U pewnego mężczyzny, który miał awersję do seksu, proces doprowadził do porodowego odkrycia, że w waginie jest źle i nieprzyjemnie, więc nie ma po co tam wracać. U wielu innych, którzy borykali się z tematem agresji związanej z seksem, doświadczenie porodu uświadomiło im, że gwałt, a więc wdarcie się przymusem do środka kobiety, jest zemstą za poród, w której zostali siłą ze środka kobiety wyrzuceni. Był też przypadek osoby z nienaturalnym fetyszem na sam początek stosunku i “wciśnięcie się” w kobietę (co na różne sposoby komplikowało mu życie seksualne), który zniknął, gdy tylko ktoś przepracował doświadczenie, w którym na sam koniec porodu jego główka wydostała się na świat “przeciskając się” przez kobiece narządy i kotwicząc to jako symbol wolności. Oprócz tego byłem świadkiem procesów porodowych, po których ludzie potrafili błyskawicznie otworzyć się na rzeczy, których przez wiele miesięcy nie potrafili zrobić: wyprowadzkę, zmianę pracy, wejście w związek lub rozstanie. Myślałem więc, że dostatecznie zgłębiłem ten temat i nic mnie w nim raczej już nie zaskoczy.

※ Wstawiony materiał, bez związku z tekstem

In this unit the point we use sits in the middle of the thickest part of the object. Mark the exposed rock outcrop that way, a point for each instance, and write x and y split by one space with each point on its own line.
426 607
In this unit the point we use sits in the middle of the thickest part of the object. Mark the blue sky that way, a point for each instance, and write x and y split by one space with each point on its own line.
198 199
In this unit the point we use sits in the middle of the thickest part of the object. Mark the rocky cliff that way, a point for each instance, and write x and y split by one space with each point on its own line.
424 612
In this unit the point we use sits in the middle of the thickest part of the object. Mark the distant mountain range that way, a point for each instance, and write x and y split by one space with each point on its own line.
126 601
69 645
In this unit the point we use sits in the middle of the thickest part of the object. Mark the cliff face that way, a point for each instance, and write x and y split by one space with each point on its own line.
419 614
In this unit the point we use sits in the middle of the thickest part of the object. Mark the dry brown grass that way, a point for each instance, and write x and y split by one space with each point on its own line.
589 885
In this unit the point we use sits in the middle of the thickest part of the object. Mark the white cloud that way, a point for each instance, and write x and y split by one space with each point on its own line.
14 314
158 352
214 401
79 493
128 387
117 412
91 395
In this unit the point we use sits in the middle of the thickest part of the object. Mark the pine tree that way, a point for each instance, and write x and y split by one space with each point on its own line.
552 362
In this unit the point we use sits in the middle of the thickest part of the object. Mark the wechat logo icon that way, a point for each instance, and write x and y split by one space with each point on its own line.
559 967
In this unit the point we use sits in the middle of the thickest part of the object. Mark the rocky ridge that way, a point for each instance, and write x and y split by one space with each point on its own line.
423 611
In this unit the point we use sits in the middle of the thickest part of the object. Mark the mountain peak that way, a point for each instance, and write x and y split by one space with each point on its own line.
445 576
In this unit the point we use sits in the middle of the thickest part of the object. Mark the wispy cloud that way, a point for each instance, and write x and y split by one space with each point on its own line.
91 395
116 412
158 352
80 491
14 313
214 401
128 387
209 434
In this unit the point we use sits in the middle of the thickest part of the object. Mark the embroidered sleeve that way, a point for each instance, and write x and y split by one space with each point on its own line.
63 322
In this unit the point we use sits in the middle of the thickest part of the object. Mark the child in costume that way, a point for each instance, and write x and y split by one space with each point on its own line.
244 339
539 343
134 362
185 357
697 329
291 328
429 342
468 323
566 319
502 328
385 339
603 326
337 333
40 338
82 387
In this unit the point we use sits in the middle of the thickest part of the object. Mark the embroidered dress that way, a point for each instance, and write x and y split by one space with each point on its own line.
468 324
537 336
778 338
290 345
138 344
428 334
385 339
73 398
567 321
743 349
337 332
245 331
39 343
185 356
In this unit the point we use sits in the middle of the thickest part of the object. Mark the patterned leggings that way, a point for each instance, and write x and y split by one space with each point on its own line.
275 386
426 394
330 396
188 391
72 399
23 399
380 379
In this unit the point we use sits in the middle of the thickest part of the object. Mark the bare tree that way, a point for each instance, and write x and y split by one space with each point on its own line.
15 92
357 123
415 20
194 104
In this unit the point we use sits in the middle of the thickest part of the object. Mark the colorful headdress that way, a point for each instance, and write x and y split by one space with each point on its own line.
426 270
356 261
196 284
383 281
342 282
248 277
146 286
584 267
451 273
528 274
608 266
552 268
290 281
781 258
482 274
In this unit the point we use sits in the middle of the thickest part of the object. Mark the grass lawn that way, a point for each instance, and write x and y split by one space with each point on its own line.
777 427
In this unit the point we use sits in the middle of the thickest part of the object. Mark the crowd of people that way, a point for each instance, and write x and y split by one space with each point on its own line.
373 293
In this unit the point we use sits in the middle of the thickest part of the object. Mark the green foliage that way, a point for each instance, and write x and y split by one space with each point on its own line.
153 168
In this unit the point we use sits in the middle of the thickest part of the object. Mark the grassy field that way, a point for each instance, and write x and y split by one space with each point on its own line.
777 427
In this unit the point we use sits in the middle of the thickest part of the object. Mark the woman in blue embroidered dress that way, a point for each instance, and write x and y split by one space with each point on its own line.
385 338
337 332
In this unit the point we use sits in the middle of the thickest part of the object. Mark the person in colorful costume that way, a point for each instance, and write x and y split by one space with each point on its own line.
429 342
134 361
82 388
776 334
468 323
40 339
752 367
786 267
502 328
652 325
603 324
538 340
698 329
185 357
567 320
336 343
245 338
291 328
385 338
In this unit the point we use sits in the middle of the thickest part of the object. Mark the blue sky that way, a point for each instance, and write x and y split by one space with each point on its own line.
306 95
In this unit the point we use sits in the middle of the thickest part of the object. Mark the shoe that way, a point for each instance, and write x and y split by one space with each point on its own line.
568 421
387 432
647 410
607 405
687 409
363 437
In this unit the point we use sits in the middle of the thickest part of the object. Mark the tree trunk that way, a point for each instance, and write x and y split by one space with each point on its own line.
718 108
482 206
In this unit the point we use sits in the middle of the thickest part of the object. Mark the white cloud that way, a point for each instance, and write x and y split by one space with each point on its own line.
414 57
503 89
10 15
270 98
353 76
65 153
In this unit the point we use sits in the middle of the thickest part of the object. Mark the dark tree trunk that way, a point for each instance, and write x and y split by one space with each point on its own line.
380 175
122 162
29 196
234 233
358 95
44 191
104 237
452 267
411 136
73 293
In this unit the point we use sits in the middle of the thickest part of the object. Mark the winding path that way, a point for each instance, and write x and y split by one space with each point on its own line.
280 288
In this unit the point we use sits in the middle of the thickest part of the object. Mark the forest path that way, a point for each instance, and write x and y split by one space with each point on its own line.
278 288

Mimo to zorientowałem się, że jestem pod wpływem typowego dla nagłego i niechętnego wyjścia z pierwszej matrycy COEX-a. Gdy kończy się błogi czas przebywania w łonie i zaczynają skurcze macicy (szczególnie, gdy poród był przyspieszany chemicznie), może wytworzyć się bardzo typowy schemat, szczególnie, jeśli w jakiś sposób był wzmacniany w późniejszym życiu.

Życie z tym schematem jest ciągłym wspominaniem tego, co było wcześniej, a mottem takiego człowieka jest “byłem szczęśliwy”. Oczywiście niemal każda osoba lubi powspominać, a po niejednym wydarzeniu wraca z rozżewnieniem pamięcią do tego, co było. U mnie jednak było to coś, co sterowało całym życiem.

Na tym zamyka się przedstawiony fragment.